Recent severe thunderstorms in Oklahoma blew vehicles off roads, ripped off roofs and caused an ammonia leak that forced a business to be evacuated, authorities said.
At least one person was reported injured when storms peeled away the roof of a southeast Oklahoma City building that contained commercial refrigeration units, officials said. Fire officials reported seeing a cloud and smelling ammonia vapors nearby and evacuated employees. The injured person’s condition and identity weren’t immediately available.
Along Interstate 40, thunderstorm winds blew over two tractor-trailers in west Oklahoma City and contributed to a three-vehicle accident in Midwest City, the Oklahoma Highway Patrol reported. A police vehicle was hit in the latter accident, but the officer wasn’t seriously hurt.
In eastern Oklahoma, storms that moved through around 4 p.m. knocked out electricity to about 4,000 customers of American Electric Power-Public Service Co. of Oklahoma, company spokeswoman Andrea Chancellor said
The storms packed winds between 60 mph and 70 mph, damaging trees in the Norman area and hitting trees and blowing down an awning near Tecumseh, officials reported.
Farther to the north, cars were blown off Interstate 35 near Perry, the patrol reported.

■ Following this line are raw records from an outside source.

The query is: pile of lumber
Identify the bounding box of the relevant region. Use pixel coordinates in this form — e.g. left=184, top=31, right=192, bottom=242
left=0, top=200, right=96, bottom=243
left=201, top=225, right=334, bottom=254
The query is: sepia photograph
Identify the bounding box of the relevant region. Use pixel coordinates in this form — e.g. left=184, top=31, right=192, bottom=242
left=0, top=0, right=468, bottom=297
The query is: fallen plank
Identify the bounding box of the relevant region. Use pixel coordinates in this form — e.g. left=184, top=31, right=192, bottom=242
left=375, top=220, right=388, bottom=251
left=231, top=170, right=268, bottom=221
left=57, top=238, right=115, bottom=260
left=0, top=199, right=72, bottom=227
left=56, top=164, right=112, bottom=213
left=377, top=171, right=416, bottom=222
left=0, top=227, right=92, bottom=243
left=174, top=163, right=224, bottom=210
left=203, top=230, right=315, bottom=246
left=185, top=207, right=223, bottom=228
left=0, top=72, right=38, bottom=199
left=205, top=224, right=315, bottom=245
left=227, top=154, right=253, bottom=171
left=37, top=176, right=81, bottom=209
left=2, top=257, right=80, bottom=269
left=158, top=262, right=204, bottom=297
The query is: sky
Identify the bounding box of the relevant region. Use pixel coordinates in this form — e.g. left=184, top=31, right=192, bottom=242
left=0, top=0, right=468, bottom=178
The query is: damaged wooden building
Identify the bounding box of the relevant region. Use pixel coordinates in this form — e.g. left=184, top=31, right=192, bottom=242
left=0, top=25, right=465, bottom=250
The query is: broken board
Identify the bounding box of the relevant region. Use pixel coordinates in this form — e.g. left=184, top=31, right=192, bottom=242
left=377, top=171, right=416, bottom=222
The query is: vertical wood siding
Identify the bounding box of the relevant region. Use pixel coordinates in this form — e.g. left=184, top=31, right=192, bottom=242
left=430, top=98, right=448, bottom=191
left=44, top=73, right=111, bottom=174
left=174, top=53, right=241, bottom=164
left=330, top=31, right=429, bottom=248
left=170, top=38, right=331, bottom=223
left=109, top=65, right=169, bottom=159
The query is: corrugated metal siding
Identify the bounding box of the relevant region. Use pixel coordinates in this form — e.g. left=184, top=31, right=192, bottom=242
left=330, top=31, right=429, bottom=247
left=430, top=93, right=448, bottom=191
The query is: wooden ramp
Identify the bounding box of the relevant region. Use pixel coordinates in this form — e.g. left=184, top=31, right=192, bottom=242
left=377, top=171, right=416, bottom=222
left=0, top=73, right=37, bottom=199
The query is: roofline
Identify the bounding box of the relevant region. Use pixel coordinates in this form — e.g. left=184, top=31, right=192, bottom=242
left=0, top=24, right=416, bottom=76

Near the Kansas border, thunderstorms blew the roof off a porch and blew down power lines and tree limbs were downed in the Lenapah area, authorities said.

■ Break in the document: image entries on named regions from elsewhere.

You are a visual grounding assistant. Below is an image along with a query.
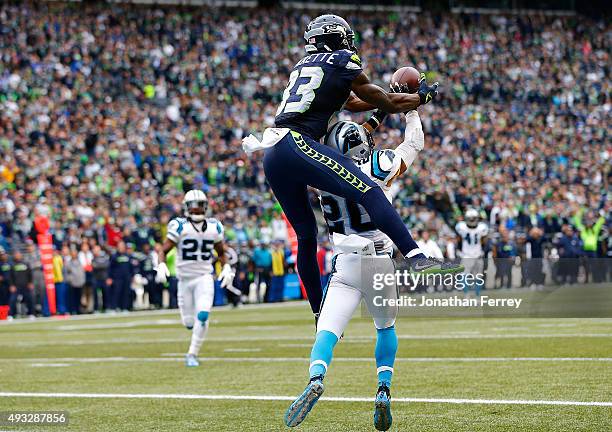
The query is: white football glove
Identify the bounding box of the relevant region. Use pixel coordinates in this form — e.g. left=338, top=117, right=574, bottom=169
left=405, top=110, right=425, bottom=151
left=155, top=262, right=170, bottom=284
left=217, top=263, right=236, bottom=288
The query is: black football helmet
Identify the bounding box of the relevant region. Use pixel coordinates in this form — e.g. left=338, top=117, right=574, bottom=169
left=304, top=14, right=357, bottom=54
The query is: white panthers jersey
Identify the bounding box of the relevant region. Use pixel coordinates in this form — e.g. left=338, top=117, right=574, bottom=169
left=455, top=221, right=489, bottom=258
left=167, top=218, right=223, bottom=279
left=319, top=150, right=402, bottom=253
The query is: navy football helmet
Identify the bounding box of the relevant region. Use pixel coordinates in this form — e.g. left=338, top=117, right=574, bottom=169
left=324, top=121, right=374, bottom=162
left=304, top=14, right=357, bottom=54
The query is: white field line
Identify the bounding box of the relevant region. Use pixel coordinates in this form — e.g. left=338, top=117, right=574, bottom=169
left=0, top=300, right=308, bottom=327
left=0, top=333, right=612, bottom=347
left=0, top=392, right=612, bottom=407
left=0, top=355, right=612, bottom=364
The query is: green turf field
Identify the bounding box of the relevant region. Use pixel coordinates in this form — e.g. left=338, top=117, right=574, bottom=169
left=0, top=303, right=612, bottom=432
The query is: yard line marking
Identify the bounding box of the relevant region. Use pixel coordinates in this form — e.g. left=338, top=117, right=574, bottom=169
left=0, top=300, right=308, bottom=326
left=0, top=333, right=612, bottom=347
left=223, top=348, right=261, bottom=352
left=0, top=354, right=612, bottom=365
left=0, top=392, right=612, bottom=407
left=30, top=363, right=72, bottom=367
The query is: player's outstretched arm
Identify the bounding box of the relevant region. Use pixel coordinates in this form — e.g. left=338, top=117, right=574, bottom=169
left=344, top=93, right=376, bottom=112
left=351, top=72, right=421, bottom=113
left=215, top=240, right=236, bottom=289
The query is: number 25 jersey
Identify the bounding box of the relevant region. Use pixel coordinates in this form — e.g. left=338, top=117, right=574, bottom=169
left=275, top=50, right=362, bottom=140
left=166, top=218, right=223, bottom=279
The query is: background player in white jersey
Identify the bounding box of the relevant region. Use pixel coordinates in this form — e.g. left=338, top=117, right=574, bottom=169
left=285, top=111, right=424, bottom=431
left=157, top=190, right=234, bottom=367
left=455, top=208, right=489, bottom=296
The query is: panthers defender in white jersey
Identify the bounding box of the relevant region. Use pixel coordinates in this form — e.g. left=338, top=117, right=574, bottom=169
left=157, top=190, right=234, bottom=367
left=285, top=111, right=424, bottom=430
left=455, top=208, right=489, bottom=295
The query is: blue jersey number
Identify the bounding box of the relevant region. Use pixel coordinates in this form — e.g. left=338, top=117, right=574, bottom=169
left=321, top=195, right=376, bottom=234
left=276, top=66, right=323, bottom=116
left=181, top=238, right=214, bottom=261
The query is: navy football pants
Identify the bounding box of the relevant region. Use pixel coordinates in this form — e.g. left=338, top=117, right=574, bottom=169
left=264, top=131, right=418, bottom=313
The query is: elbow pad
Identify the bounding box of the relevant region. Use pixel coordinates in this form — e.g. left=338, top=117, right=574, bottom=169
left=395, top=110, right=425, bottom=167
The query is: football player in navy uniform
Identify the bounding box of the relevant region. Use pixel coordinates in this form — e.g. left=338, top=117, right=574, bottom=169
left=243, top=15, right=462, bottom=319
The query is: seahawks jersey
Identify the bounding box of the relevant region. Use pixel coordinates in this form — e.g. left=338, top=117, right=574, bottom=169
left=319, top=150, right=402, bottom=253
left=275, top=50, right=362, bottom=140
left=167, top=218, right=223, bottom=279
left=455, top=221, right=489, bottom=258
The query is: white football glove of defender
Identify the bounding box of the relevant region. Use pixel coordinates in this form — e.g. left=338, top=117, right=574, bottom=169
left=217, top=263, right=236, bottom=288
left=404, top=110, right=425, bottom=151
left=155, top=262, right=170, bottom=284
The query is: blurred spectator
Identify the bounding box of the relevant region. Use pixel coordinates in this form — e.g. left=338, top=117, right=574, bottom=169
left=525, top=227, right=545, bottom=287
left=253, top=243, right=272, bottom=302
left=572, top=209, right=606, bottom=282
left=107, top=240, right=136, bottom=310
left=493, top=230, right=518, bottom=288
left=91, top=245, right=110, bottom=312
left=23, top=240, right=46, bottom=312
left=64, top=247, right=87, bottom=315
left=0, top=248, right=12, bottom=306
left=53, top=246, right=70, bottom=315
left=9, top=251, right=34, bottom=318
left=557, top=224, right=582, bottom=284
left=78, top=242, right=96, bottom=310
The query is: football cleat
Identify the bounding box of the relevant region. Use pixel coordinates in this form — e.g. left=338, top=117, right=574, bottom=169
left=374, top=384, right=393, bottom=431
left=185, top=354, right=200, bottom=367
left=285, top=375, right=325, bottom=427
left=410, top=257, right=465, bottom=274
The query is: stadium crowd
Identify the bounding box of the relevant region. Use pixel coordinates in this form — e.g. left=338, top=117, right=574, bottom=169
left=0, top=2, right=612, bottom=314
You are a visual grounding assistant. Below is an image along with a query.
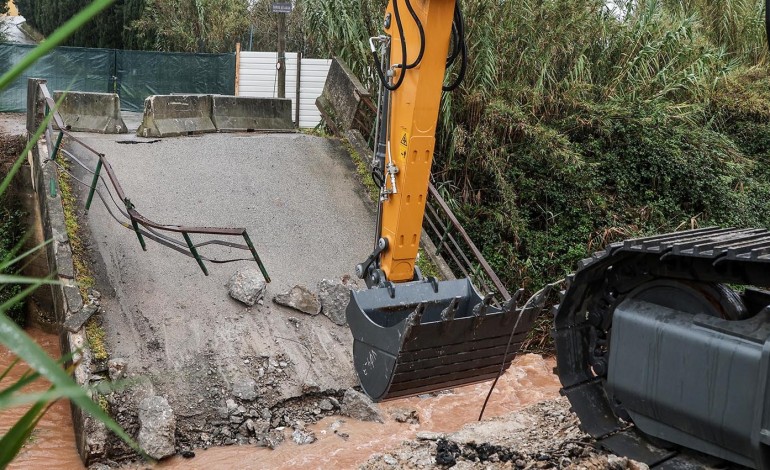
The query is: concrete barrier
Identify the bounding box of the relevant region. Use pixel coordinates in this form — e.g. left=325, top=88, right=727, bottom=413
left=54, top=91, right=128, bottom=134
left=136, top=95, right=217, bottom=137
left=211, top=95, right=294, bottom=132
left=316, top=58, right=374, bottom=134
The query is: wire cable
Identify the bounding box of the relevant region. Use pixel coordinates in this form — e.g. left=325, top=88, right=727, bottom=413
left=479, top=280, right=560, bottom=421
left=441, top=0, right=464, bottom=91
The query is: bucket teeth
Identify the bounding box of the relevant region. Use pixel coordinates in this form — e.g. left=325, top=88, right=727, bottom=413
left=441, top=296, right=462, bottom=323
left=402, top=302, right=425, bottom=338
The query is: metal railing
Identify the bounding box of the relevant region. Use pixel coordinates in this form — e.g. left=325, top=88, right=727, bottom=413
left=27, top=79, right=270, bottom=282
left=422, top=183, right=511, bottom=304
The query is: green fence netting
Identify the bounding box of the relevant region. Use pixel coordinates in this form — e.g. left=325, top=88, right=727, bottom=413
left=0, top=44, right=235, bottom=112
left=0, top=44, right=115, bottom=112
left=115, top=51, right=235, bottom=111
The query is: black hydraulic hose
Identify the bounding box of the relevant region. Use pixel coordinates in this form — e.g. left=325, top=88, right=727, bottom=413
left=446, top=21, right=460, bottom=68
left=372, top=0, right=406, bottom=91
left=402, top=0, right=426, bottom=69
left=441, top=0, right=464, bottom=91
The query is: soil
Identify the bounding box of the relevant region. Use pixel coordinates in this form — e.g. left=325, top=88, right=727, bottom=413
left=360, top=398, right=647, bottom=470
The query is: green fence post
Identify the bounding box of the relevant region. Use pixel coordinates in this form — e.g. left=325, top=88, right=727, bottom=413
left=51, top=131, right=64, bottom=160
left=182, top=232, right=209, bottom=276
left=243, top=230, right=270, bottom=282
left=86, top=156, right=102, bottom=212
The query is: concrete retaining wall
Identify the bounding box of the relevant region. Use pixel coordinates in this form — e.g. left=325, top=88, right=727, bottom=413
left=316, top=58, right=370, bottom=133
left=211, top=95, right=294, bottom=132
left=136, top=95, right=294, bottom=137
left=54, top=91, right=128, bottom=134
left=136, top=95, right=217, bottom=137
left=30, top=138, right=107, bottom=465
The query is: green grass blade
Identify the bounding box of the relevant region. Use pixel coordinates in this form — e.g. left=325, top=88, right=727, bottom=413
left=0, top=396, right=47, bottom=468
left=0, top=0, right=114, bottom=90
left=0, top=370, right=40, bottom=404
left=0, top=308, right=144, bottom=455
left=0, top=274, right=61, bottom=286
left=0, top=236, right=47, bottom=273
left=0, top=357, right=19, bottom=382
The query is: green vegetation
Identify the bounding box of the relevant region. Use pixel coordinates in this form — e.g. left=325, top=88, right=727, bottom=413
left=16, top=0, right=144, bottom=49
left=0, top=0, right=144, bottom=462
left=57, top=152, right=96, bottom=302
left=0, top=135, right=26, bottom=327
left=304, top=0, right=770, bottom=348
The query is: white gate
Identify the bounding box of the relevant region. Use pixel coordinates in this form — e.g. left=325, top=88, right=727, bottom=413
left=237, top=52, right=332, bottom=128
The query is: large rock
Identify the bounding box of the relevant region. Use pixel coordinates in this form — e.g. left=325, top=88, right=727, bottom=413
left=318, top=279, right=351, bottom=326
left=227, top=268, right=266, bottom=307
left=137, top=396, right=176, bottom=460
left=273, top=286, right=321, bottom=315
left=340, top=389, right=383, bottom=423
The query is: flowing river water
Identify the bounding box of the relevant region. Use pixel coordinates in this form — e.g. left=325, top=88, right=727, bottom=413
left=0, top=329, right=559, bottom=469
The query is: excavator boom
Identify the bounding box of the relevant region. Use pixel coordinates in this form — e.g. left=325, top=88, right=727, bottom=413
left=347, top=0, right=532, bottom=400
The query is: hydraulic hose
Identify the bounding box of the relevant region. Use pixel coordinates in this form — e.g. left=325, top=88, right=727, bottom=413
left=441, top=0, right=464, bottom=91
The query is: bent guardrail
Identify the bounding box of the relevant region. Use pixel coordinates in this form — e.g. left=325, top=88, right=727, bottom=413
left=27, top=78, right=270, bottom=282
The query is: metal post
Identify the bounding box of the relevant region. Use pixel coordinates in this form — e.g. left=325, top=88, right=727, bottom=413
left=51, top=131, right=64, bottom=160
left=277, top=13, right=286, bottom=98
left=243, top=231, right=270, bottom=282
left=182, top=232, right=209, bottom=276
left=86, top=156, right=102, bottom=212
left=294, top=52, right=302, bottom=128
left=131, top=217, right=147, bottom=251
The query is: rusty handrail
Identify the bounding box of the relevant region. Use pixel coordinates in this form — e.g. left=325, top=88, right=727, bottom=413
left=428, top=183, right=511, bottom=301
left=34, top=79, right=270, bottom=282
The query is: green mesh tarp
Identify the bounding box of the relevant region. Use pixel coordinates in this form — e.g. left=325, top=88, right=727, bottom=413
left=0, top=44, right=115, bottom=112
left=0, top=44, right=235, bottom=112
left=116, top=51, right=235, bottom=111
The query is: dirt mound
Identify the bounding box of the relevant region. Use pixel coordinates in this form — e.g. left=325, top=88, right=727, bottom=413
left=361, top=398, right=647, bottom=470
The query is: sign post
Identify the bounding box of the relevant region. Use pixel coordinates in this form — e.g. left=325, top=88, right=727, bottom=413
left=270, top=2, right=292, bottom=98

The storms also dumped heavy rain in central and northeastern Oklahoma, prompting an urban and small stream flood advisory for Canadian, Cleveland, Kingfisher, Logan and Oklahoma counties until early July 11.
In Kingfisher County, a power pole and some lines were blown down, knocking out power to part of the city, the sheriff’s department reported. There were no immediate figures on how many customers were affected.
The storms formed along a frontal boundary as it sagged into plentiful moisture and 100-degree heat over Oklahoma.